The Mathematics of Communication



4. Constructing a most optimal code

Here are Stinson's data modified to take account of _ (space) with probability .166.

A .068 F .018 K .007 P .015 U .023 Z .0008
B .0125 G .016 L .033 Q .0008 V .008 .166
C .023 H .051 M .020 R .05 W .019  
D .043 I .070 N .067 S .063 X .001  
E .106 J .0016 O .0625 T .075 Y .016   

There is an algorithm for constructing a binary code for a set of characters with different probabilities, with cost per character as close as possible to the theoretical minimum - p1log2p1 - p2log2p2 - ... - pmlog2pm. The minimum can only be exactly attained if all the pi are exactly powers of 1/2.

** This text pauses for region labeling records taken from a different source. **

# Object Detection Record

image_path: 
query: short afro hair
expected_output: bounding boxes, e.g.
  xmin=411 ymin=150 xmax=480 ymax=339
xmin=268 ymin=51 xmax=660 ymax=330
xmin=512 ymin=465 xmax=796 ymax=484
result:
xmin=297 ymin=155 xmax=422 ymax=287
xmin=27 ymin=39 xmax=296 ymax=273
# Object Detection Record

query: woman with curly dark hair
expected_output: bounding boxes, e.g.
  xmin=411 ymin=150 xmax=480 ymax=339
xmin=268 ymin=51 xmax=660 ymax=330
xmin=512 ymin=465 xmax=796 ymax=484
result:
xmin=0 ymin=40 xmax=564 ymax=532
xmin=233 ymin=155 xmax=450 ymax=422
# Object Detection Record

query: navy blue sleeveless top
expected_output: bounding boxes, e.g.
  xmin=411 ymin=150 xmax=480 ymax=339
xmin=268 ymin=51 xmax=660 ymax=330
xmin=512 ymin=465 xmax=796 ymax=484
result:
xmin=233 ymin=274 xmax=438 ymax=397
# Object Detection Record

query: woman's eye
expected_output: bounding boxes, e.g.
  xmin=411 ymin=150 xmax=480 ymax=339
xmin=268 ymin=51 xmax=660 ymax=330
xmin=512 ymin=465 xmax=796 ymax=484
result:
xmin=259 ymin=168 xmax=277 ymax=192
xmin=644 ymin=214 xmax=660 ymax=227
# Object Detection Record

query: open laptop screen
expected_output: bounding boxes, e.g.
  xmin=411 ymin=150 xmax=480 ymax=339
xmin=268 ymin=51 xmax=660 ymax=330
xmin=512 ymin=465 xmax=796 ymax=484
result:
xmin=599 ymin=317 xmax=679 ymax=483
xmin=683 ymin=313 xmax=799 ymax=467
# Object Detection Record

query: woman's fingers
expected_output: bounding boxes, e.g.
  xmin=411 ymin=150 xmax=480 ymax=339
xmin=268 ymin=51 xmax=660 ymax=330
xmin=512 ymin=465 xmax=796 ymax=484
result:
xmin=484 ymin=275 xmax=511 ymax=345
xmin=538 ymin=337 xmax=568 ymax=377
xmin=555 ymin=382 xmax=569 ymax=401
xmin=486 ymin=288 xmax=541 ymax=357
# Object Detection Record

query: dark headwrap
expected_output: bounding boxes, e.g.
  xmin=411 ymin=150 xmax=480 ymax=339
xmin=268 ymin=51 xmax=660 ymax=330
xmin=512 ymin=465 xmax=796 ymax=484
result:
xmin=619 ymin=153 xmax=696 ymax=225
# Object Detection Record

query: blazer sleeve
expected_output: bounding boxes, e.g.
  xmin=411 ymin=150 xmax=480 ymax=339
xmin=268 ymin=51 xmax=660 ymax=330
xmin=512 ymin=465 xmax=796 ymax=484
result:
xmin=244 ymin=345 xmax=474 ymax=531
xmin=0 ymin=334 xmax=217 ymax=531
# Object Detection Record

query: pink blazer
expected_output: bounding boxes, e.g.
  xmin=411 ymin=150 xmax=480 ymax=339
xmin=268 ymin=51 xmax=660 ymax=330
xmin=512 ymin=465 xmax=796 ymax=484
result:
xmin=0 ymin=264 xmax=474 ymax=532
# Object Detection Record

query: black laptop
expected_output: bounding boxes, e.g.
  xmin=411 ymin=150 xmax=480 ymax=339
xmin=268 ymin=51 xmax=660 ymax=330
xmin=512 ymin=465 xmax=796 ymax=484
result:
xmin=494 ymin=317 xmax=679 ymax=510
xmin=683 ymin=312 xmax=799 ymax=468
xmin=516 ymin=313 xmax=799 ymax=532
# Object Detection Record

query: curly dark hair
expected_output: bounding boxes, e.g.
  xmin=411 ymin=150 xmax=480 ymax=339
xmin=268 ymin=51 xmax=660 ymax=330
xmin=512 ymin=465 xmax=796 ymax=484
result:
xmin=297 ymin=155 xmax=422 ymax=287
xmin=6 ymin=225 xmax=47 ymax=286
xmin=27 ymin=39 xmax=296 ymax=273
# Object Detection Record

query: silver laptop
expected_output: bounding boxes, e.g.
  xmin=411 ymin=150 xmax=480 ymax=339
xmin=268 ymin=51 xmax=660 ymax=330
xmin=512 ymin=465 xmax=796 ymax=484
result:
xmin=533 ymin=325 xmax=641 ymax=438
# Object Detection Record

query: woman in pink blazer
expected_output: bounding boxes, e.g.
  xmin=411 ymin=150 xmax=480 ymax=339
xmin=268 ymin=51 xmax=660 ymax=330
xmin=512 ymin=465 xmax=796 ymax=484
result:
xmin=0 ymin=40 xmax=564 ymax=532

Here is the process illustrated for English, with the probabilities from the table above (optimum=4.13).

              _ 000
          _E <
        /     E 001
 _ETAO <          T 010
<        TAO-----<   A 0110
 \                AO<
  \                  O 0111
   \               I 1000
    \           IN<
     \         /   N 1001
      \ INSHR-<         S 1010
       <       SHR-----<   H 10110
        \               HR<
         \                 R 10111
          \             D 11000
           \         DL<
            \       /   L 11001
             \ DLUC<         U 11010
              <     UC------<
               \             C 11011
                \      M 11100
                 \ MWF<   W 111010
                  <    WF<
                   \      F 111011
                    \         Y 111100
                     \ YG----<
                      <       G 111101
                       \ P 111110
                        < 
                         \ B 1111110
                          <
                           \ V 11111110
                            <
                             \ K 111111110
                              <     J 11111111100
                               \ JX< 
                                <   X 11111111101
                                 \     Q 11111111110                             
                                  QZ--< 
                                       Z 11111111111

The cost for this code is 4.167 bits/character.